L’aria ci abbraccia con il suo tepore, i profumi attraversano l’aria sino ad arrivare dentro le nostre narici e il nostro cuore. Tutto è già fiorito attorno a noi, forse un po’ meno dentro di noi.
Osservo mia figlia chiusa in casa. Si ossigena di chat e video chiamate – le sue finestre percettive sul mondo -, di animali e del nostro giardino. È palpabile la sua voglia di aria, di luoghi aperti, di condivisioni, di compagni e compagnia.
Un adolescente sano e vitale ha difficoltà a rimanere chiuso in casa, legge l’emergenza con lo sguardo imprudente dell’onnipotenza giovanile.
Da mamma reclusa insieme a mia figlia, provo emozioni contrastanti e antitetiche. Una parte di me, la più accuditiva e protettiva, la respira a pieni polmoni, assaporando ogni attimo di vita casalinga, la mia parte avversaria, la più lungimirante, vorrebbe altro e la vorrebbe altrove. Con i suoi amici, i suoi scambi e scontri. Lontana da me, alla giusta distanza da noi genitori.
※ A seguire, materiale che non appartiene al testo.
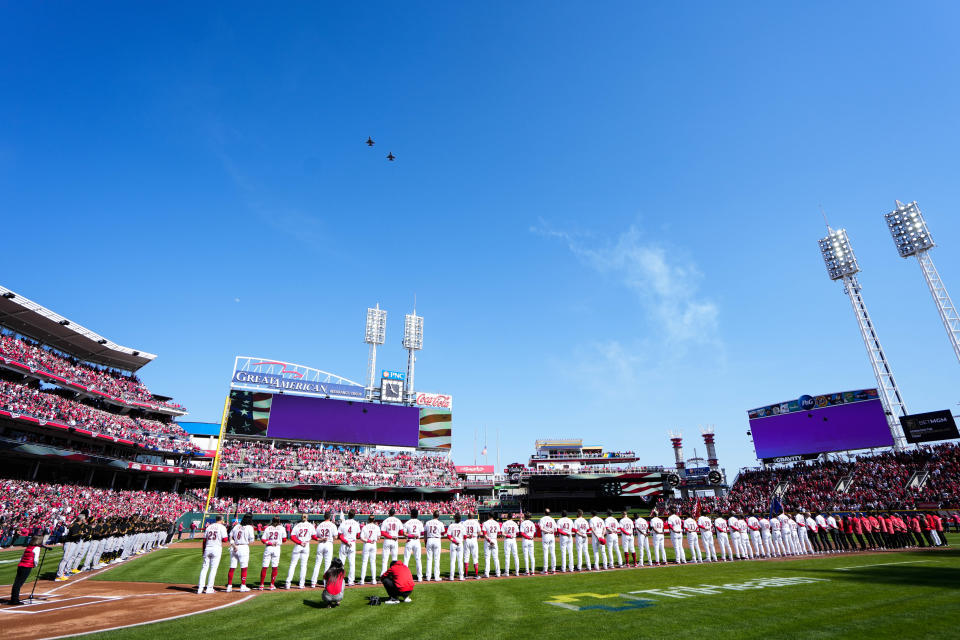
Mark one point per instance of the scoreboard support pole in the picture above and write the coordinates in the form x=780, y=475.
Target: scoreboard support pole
x=216, y=462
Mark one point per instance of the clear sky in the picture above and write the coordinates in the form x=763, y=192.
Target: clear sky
x=608, y=214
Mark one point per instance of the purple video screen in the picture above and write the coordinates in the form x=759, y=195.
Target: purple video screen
x=858, y=425
x=344, y=421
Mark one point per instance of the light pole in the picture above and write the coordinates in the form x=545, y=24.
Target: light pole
x=912, y=238
x=842, y=265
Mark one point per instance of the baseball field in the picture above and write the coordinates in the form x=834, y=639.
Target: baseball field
x=877, y=595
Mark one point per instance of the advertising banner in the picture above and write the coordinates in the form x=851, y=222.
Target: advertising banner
x=436, y=400
x=929, y=427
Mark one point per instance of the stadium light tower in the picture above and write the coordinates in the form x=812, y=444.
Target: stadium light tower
x=412, y=342
x=842, y=265
x=375, y=334
x=910, y=234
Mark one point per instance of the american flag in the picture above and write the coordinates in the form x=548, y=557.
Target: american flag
x=643, y=487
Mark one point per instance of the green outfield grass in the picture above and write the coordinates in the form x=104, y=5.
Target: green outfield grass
x=908, y=594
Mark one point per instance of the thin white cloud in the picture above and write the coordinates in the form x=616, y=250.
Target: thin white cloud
x=667, y=285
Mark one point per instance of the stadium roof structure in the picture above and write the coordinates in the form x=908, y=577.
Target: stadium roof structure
x=30, y=319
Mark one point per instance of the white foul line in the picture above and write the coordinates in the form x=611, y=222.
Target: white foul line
x=140, y=624
x=879, y=564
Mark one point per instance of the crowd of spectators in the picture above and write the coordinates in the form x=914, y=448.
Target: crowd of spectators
x=876, y=482
x=463, y=505
x=34, y=508
x=151, y=434
x=299, y=463
x=124, y=387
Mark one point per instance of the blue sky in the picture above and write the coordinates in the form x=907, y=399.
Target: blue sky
x=609, y=216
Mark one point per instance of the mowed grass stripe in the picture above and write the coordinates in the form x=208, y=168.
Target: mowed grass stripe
x=916, y=600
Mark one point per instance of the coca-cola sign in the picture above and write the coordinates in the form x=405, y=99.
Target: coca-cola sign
x=437, y=400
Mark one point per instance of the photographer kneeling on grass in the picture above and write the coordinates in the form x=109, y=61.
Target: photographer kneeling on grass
x=398, y=582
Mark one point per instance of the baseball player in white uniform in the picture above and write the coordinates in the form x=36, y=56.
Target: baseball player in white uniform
x=272, y=537
x=390, y=530
x=766, y=536
x=642, y=528
x=301, y=534
x=723, y=537
x=455, y=536
x=675, y=525
x=510, y=530
x=565, y=531
x=581, y=530
x=612, y=527
x=347, y=534
x=241, y=537
x=369, y=535
x=659, y=548
x=471, y=531
x=434, y=533
x=756, y=540
x=326, y=533
x=548, y=528
x=213, y=538
x=776, y=537
x=491, y=548
x=598, y=540
x=413, y=531
x=706, y=536
x=528, y=530
x=626, y=538
x=693, y=539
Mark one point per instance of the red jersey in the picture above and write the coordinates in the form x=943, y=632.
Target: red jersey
x=401, y=576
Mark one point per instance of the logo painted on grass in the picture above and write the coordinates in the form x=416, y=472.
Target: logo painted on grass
x=599, y=602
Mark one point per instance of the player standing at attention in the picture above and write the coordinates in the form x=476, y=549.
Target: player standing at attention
x=582, y=529
x=390, y=528
x=347, y=534
x=369, y=534
x=213, y=539
x=273, y=536
x=565, y=531
x=455, y=536
x=720, y=524
x=491, y=529
x=548, y=528
x=510, y=529
x=599, y=540
x=241, y=536
x=776, y=539
x=412, y=531
x=300, y=534
x=612, y=527
x=706, y=534
x=528, y=529
x=675, y=524
x=693, y=539
x=434, y=534
x=753, y=527
x=642, y=528
x=626, y=538
x=471, y=531
x=766, y=536
x=325, y=535
x=658, y=540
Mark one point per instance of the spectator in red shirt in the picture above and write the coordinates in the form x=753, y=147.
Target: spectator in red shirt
x=398, y=582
Gli adolescenti chiusi in una stanza mi ricordano gli Hikikomori: ragazzi che smettono di abitare il mondo e che si traferiscono a tempo indeterminato dentro la loro stanza.
Adesso siamo tutti un po’ Hikikomori, costretti in spazi chiusi, in carestia di sensi e di pelle, di luce e di aria, di progetti e di domani.
In attesa di una nuova e vera primavera, avverto un bel po’ di nostalgia per un passato – non troppo remoto – di antichi privilegi emotivi che ci concedeva ancora abbracci e baci.